Re: per st_ops kfunc allow/deny mask. Was: [PATCH bpf-next v6 4/5] bpf: Make fs kfuncs available for SYSCALL program type
From: Song Liu
Date: Thu Jan 09 2025 - 15:50:23 EST
On Thu, Jan 9, 2025 at 11:24 AM Alexei Starovoitov
<alexei.starovoitov@xxxxxxxxx> wrote:
>
> On Mon, Dec 23, 2024 at 4:51 PM Juntong Deng <juntong.deng@xxxxxxxxxxx> wrote:
> >
> > >
> > > The main goal is to get rid of run-time mask check in SCX_CALL_OP() and
> > > make it static by the verifier. To make that happen scx_kf_mask flags
> > > would need to become KF_* flags while each struct-ops callback will
> > > specify the expected mask.
> > > Then at struct-ops prog attach time the verifier will see the expected mask
> > > and can check that all kfuncs calls of this particular program
> > > satisfy the mask. Then all of the runtime overhead of
> > > current->scx.kf_mask and scx_kf_allowed() will go away.
> >
> > Thanks for pointing this out.
> >
> > Yes, I am interested in working on it.
> >
> > I will try to solve this problem in a separate patch series.
> >
> >
> > The following are my thoughts:
> >
> > Should we really use KF_* to do this? I think KF_* is currently more
> > like declaring that a kfunc has some kind of attribute, e.g.
> > KF_TRUSTED_ARGS means that the kfunc only accepts trusted arguments,
> > rather than being used to categorise kfuncs.
> >
> > It is not sustainable to restrict the kfuncs that can be used based on
> > program types, which are coarse-grained. This problem will get worse
> > as kfuncs increase.
> >
> > In my opinion, managing the kfuncs available to bpf programs should be
> > implemented as capabilities. Capabilities are a mature permission model.
> > We can treat a set of kfuncs as a capability (like the various current
> > kfunc_sets, but the current kfunc_sets did not carefully divide
> > permissions).
> >
> > We should use separate BPF_CAP_XXX flags to manage these capabilities.

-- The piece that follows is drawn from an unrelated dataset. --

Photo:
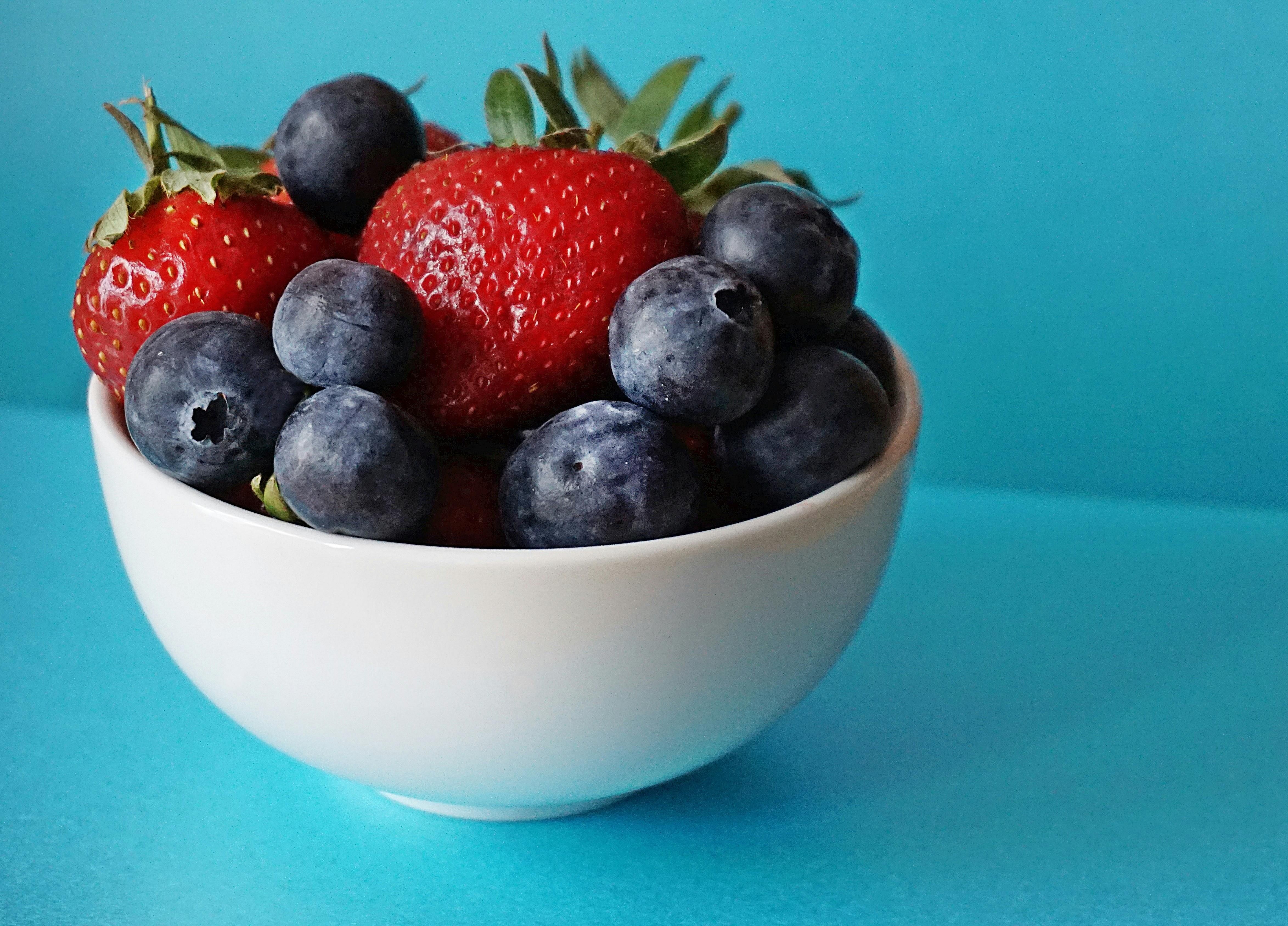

> > For example, SCX may define BPF_CAP_SCX_DISPATCH.
> >
> > For program types, we should divide them into two levels, types and
> > subtypes. Types are used to register common capabilities and subtypes
> > are used to register specific capabilities. The verifier can check if
> > the used kfuncs are allowed based on the type and subtype of the bpf
> > program.
> >
> > I understand that we need to maintain backward compatibility to
> > userspace, but capabilities are internal changes in the kernel.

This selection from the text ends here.